Competition to be the best, dysfunctional family systems, and pressure put on high achievement has created kids who feel anxious, angry, disconnected, burned-out, or depressed, despite their material blessings. While these kids live in a material paradise, having all they could ever ask for and more, their world has too often become a relational wasteland, full of loneliness and a loss of purpose.
“While we have physical needs, we’re more than physical creatures. Students must ask: Where am I really connecting with someone? How am I feeding myself in terms of my relationships?” said Karigan.
“I believe that these struggles stem from feelings of isolation, abandonment and loss of purpose. Affluence is not answering the deep questions of their heart and the “things” that their parents are buying them are not satisfying to them,” said Coggin.

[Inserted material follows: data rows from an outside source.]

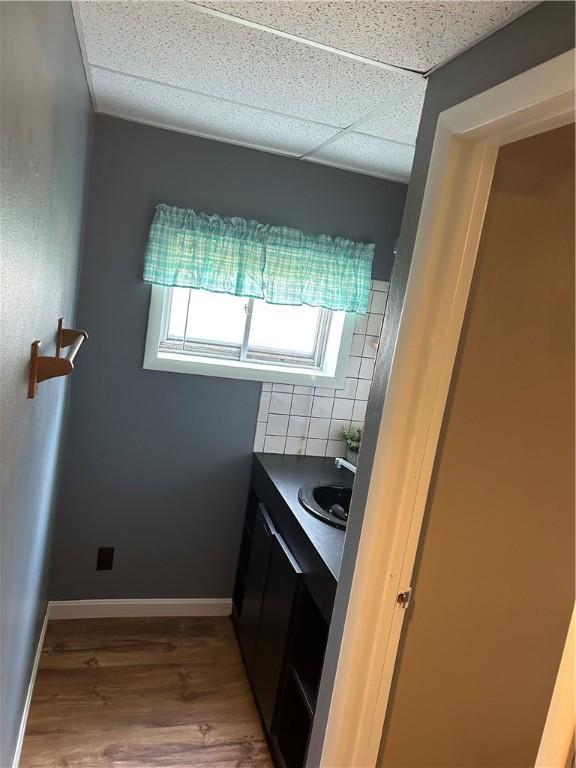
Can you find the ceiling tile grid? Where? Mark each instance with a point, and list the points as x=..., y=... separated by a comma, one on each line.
x=412, y=35
x=259, y=73
x=162, y=105
x=176, y=44
x=367, y=154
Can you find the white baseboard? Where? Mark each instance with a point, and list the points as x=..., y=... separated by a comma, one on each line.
x=29, y=692
x=106, y=609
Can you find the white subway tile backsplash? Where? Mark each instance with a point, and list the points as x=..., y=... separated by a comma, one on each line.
x=259, y=436
x=315, y=447
x=277, y=424
x=319, y=427
x=353, y=366
x=359, y=410
x=363, y=389
x=367, y=368
x=274, y=444
x=298, y=426
x=301, y=390
x=378, y=302
x=349, y=389
x=342, y=408
x=374, y=326
x=322, y=406
x=357, y=344
x=324, y=391
x=336, y=427
x=301, y=405
x=295, y=445
x=280, y=402
x=335, y=448
x=264, y=406
x=370, y=346
x=300, y=419
x=360, y=324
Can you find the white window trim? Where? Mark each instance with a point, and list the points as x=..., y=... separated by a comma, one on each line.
x=332, y=375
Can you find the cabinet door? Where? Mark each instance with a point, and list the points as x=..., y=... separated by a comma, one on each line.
x=262, y=538
x=275, y=616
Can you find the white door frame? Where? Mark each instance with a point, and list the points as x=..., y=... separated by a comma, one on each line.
x=458, y=186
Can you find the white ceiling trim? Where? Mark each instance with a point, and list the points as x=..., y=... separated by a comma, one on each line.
x=353, y=127
x=303, y=40
x=223, y=99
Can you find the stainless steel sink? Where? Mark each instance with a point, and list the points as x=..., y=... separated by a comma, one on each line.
x=330, y=502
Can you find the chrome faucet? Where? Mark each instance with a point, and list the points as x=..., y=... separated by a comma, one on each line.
x=343, y=464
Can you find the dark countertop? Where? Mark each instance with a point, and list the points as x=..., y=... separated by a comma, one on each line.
x=288, y=474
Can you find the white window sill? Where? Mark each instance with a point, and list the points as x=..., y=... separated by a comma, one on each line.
x=236, y=369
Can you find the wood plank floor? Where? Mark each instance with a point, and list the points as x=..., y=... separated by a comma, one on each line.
x=143, y=693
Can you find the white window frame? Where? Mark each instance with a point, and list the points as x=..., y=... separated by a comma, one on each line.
x=332, y=373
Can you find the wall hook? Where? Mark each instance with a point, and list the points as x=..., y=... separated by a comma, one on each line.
x=44, y=367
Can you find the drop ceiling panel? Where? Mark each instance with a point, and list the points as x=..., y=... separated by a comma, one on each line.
x=175, y=44
x=161, y=105
x=414, y=35
x=367, y=154
x=400, y=121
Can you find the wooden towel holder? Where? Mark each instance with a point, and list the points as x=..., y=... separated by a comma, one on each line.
x=43, y=367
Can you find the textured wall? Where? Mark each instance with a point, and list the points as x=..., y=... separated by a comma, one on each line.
x=157, y=464
x=44, y=127
x=537, y=36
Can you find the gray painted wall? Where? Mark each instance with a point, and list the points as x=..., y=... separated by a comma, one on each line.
x=44, y=127
x=157, y=464
x=541, y=34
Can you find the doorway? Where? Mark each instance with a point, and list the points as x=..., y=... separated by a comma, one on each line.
x=493, y=583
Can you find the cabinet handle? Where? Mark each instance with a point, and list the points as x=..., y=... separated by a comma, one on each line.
x=268, y=524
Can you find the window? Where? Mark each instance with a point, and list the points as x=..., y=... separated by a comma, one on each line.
x=217, y=334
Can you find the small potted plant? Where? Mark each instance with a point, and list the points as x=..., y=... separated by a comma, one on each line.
x=352, y=437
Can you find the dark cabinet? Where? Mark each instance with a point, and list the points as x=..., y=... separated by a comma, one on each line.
x=255, y=584
x=277, y=605
x=282, y=634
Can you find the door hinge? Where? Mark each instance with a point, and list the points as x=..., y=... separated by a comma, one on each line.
x=404, y=598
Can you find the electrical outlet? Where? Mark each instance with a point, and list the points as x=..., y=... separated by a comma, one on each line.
x=105, y=558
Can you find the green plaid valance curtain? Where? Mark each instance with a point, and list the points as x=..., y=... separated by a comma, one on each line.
x=245, y=258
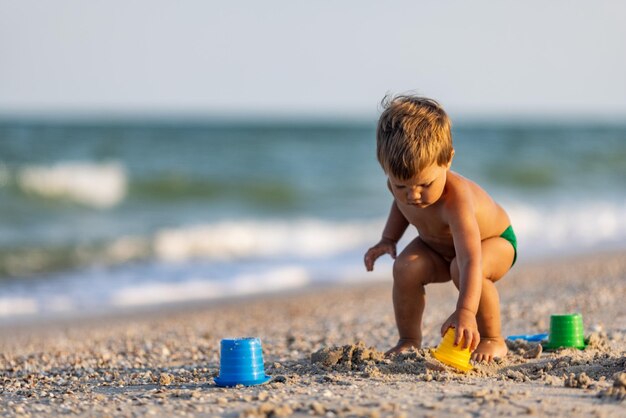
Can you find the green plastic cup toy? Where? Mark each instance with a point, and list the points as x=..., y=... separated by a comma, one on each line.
x=452, y=355
x=566, y=331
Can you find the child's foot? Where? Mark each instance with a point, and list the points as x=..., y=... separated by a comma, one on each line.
x=488, y=348
x=404, y=344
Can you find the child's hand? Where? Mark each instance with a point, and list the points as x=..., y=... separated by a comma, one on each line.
x=464, y=323
x=384, y=246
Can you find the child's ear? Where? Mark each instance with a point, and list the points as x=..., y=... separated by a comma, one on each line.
x=451, y=157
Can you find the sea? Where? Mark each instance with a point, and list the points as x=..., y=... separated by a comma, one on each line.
x=105, y=216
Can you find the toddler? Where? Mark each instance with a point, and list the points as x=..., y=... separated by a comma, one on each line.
x=463, y=234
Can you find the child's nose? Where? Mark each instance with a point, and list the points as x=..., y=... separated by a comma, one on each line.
x=414, y=194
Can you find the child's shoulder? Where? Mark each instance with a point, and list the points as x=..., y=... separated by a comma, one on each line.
x=463, y=191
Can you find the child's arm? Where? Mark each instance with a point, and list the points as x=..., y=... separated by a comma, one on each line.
x=467, y=245
x=394, y=229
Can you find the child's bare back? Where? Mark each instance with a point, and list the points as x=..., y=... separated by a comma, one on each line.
x=464, y=235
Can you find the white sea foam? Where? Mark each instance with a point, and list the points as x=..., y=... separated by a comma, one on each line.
x=5, y=175
x=569, y=227
x=15, y=306
x=286, y=277
x=100, y=185
x=257, y=239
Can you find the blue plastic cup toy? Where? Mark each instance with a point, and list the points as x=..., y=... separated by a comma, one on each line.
x=241, y=362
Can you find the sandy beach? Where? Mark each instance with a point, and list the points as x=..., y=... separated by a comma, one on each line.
x=323, y=348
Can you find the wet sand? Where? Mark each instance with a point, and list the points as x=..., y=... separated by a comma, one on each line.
x=323, y=348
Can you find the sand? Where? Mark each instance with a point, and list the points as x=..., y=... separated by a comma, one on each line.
x=323, y=348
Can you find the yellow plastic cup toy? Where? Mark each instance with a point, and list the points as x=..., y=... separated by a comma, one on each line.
x=452, y=355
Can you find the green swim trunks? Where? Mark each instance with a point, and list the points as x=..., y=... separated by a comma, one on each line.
x=509, y=235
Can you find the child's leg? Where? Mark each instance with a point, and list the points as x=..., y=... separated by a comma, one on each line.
x=497, y=256
x=415, y=267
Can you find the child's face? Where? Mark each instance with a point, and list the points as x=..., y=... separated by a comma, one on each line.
x=422, y=190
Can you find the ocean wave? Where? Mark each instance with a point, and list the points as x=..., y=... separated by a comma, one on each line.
x=545, y=230
x=100, y=185
x=281, y=278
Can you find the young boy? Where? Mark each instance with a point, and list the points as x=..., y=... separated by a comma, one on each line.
x=464, y=235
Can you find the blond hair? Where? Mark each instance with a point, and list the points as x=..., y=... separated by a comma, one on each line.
x=413, y=133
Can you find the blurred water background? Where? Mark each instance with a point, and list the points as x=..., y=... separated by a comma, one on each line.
x=96, y=217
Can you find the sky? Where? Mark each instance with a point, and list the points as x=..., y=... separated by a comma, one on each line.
x=328, y=58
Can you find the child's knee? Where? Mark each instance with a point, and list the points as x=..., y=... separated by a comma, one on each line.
x=411, y=271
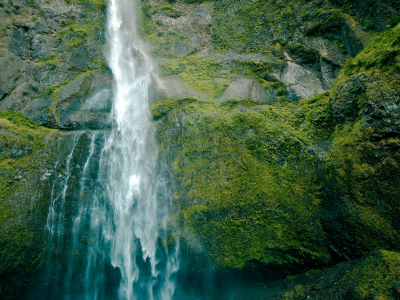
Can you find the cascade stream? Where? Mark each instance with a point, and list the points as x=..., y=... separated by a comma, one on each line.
x=119, y=214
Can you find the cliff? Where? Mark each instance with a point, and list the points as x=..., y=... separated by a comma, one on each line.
x=277, y=126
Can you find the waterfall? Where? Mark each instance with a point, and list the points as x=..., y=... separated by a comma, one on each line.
x=106, y=224
x=132, y=186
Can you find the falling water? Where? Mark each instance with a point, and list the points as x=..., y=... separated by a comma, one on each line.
x=135, y=242
x=118, y=207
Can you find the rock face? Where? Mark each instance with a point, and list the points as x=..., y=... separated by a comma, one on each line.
x=277, y=124
x=52, y=57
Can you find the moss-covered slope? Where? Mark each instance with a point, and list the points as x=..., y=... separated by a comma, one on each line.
x=376, y=276
x=297, y=185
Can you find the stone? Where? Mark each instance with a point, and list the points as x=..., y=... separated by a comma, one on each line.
x=239, y=89
x=300, y=82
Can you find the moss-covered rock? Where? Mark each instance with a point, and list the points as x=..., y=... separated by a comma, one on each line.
x=374, y=277
x=33, y=176
x=258, y=182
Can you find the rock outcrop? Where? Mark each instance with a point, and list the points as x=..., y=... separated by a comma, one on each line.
x=277, y=125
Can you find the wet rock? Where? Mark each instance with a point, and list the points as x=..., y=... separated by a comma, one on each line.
x=21, y=43
x=240, y=89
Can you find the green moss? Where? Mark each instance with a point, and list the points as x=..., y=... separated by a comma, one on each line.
x=18, y=118
x=381, y=55
x=200, y=73
x=318, y=119
x=243, y=198
x=28, y=139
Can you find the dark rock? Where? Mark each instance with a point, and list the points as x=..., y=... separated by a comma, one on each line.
x=42, y=46
x=42, y=111
x=350, y=39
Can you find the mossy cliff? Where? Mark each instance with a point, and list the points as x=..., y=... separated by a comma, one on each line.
x=295, y=185
x=33, y=175
x=277, y=124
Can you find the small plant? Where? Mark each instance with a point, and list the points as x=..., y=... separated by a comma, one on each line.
x=393, y=21
x=12, y=88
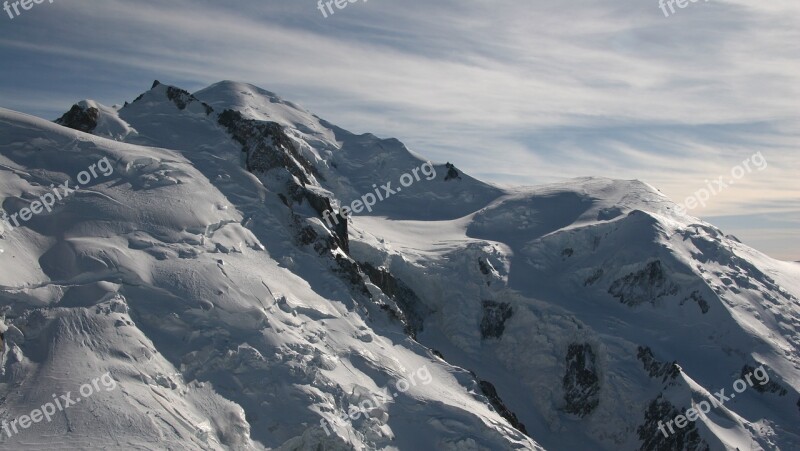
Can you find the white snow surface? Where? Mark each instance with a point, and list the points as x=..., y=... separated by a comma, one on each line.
x=181, y=275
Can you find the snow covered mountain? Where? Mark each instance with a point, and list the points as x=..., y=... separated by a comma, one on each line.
x=207, y=265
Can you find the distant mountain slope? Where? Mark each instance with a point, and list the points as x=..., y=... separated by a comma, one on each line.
x=581, y=315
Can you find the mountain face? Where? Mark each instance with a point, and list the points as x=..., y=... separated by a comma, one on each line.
x=251, y=276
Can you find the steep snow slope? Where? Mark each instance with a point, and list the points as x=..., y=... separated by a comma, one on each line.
x=155, y=275
x=584, y=267
x=586, y=311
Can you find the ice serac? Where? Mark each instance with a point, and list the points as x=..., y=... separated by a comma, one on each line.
x=214, y=294
x=212, y=278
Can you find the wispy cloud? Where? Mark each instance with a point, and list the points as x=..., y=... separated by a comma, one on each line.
x=510, y=91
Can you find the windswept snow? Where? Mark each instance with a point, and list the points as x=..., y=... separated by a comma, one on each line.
x=230, y=316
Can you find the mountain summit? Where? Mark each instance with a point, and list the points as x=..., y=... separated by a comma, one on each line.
x=252, y=276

Many people have tried to ignore the issues of troubled teenagers from affluent families as the plight of overindulged or spoiled kids. But the emptiness and darkness is greater than that, and our community must love these kids better. Many students here at WCA have struggled with depression or know a friend who has.
“I think that a major part of it is that sometimes kids don’t think that anyone cares about them, and they forget that people love them,” said Haley Weinberg, 8th grader, who says she has had friends who have struggled with depression.
Westminster students could be a part of the healing process by being sensitive and perceptive to the struggles of other students, realizing that under the surface, their peers could be sinking into despair. Students must seek to encourage one another on a deeper level and care for each other’s hearts.
“To be healthy, students must practice the art of slowing down and the spiritual discipline of meditation on who God is, remembering that he is in control, and truly asking for God’s wisdom,” said Karigan.
“Teenagers can recover [from depression and other issues] with the help of healthy adults who can help them figure out what the deep questions of their heart are and that there are answers that will satisfy their soul. Ultimately, they need to know that they are made with divine purpose, that they are loved by their heavenly father and that they can have purpose and life in Christ without having to perform or prove their worth. There is nothing they can do to make God not love them. This brings teenagers hope,” said Coggin.